Besides chronic inflammation, AS is characterized by the bone formation and ankyloses of the sacroiliac joints while BMPs play a pivotal role in this process [39]. BMPs are a group of transforming growth factors and cytokines that can induce bone formation [40]. Inflammatory conditions and pro-inflammatory cytokines can induce BMPs expression. Previously demonstrated that macrophages participate in osteoinduction and early steps of bone formation by producing BMPs molecules [41]. It is demonstrated that M2 type of macrophages that participate in wound healing express an upregulated level of BMP-2 compared to M1 macrophages [41, 42]. Due to the role of macrophages in AS pathogenesis, here we investigated the expression of BMP2 in M2-like macrophages of patients and controls. In a meta-analysis by Yang et al., it is demonstrated that serum BMP-2 level is significantly higher in patients compared to controls [10]. Imbalances between different molecules in the BMP-2 signaling pathway also play a role in inducing bone formation and disease progression and participate in abnormal osteogenic differentiation of mesenchymal stem cells [39, 43]. It has also been shown by different studies that higher BMP-2 levels in AS patients are usually accompanied by higher BASDAI and c-reactive protein (CRP) levels [10, 44]. In the present study, we did not measure the level of BMP-2 in the serum of AS patients, and for the first time, we analyzed BMP2 gene expression in macrophages of patients and healthy people. We saw higher BMP2 expression in the macrophages of healthy subjects than in AS patients. The decreased expression of BMP2 in patients’ macrophages may be due to the negative feedback loop to suppress excessive bone formation in patients. Activation of A2AAR didn’t affect BMP2 levels in macrophages from patients and controls. We also did not see any association between the level of BMP2 gene expression in macrophages and the level of patients’ clinical manifestations.

Conclusion

In conclusion, the present study shows that activating A2AAR on macrophages cannot reduce MMP8 expression in patients’ macrophages while it diminished MMP8 expression in healthy macrophages. These results represent a dysregulation in the related signaling pathway in AS patients. Moreover, we found a significant positive correlation between MMP8 gene expression level and BASFI score in patients, telling us that higher MMP8 expression can be associated with higher BASFI and patients’ incapacitation. The effect of A2AAR activation on the expression of BMP2 and MMP9 did not reach statistical significance.

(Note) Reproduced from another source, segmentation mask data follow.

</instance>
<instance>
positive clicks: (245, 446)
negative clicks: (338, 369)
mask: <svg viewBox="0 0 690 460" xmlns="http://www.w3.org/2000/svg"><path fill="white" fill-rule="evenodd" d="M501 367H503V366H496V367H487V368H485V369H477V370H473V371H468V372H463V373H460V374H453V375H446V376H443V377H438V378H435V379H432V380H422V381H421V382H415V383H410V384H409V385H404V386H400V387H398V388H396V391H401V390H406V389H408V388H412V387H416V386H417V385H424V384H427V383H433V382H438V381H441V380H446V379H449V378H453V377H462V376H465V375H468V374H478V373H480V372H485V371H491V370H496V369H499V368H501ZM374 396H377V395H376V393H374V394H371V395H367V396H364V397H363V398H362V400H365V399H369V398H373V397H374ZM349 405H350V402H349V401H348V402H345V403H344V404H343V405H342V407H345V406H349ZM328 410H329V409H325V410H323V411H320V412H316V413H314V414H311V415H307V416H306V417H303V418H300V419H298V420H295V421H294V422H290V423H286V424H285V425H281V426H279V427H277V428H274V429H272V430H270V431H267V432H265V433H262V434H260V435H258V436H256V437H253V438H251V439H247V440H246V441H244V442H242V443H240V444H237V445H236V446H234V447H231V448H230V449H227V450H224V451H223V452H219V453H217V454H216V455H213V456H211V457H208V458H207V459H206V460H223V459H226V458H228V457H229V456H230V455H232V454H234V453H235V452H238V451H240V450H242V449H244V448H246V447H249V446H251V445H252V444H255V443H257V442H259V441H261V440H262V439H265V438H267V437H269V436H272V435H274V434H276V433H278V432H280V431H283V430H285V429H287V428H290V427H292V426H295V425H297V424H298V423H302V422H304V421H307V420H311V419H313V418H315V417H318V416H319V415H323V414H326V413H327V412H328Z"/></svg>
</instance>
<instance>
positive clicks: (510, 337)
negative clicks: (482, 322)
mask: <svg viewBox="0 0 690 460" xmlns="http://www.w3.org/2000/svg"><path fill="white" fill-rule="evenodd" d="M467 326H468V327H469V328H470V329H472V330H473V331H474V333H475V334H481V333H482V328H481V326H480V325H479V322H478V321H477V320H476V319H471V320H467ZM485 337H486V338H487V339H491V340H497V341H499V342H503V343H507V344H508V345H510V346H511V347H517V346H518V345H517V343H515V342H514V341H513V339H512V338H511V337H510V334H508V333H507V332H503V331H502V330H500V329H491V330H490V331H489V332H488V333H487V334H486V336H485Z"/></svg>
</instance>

However, the small sample size and healthy controls as comparators are the limitations of the current study. Besides, other relevant gene expressions, protein levels in the supernatant, and the entire downstream pathway were not assessed in our study. Therefore, further studies with bigger sample sizes on different genes and signaling pathways in macrophages of AS patients can be useful to investigate and determine the exact effect of A2AAR on the pathogenesis of the disease.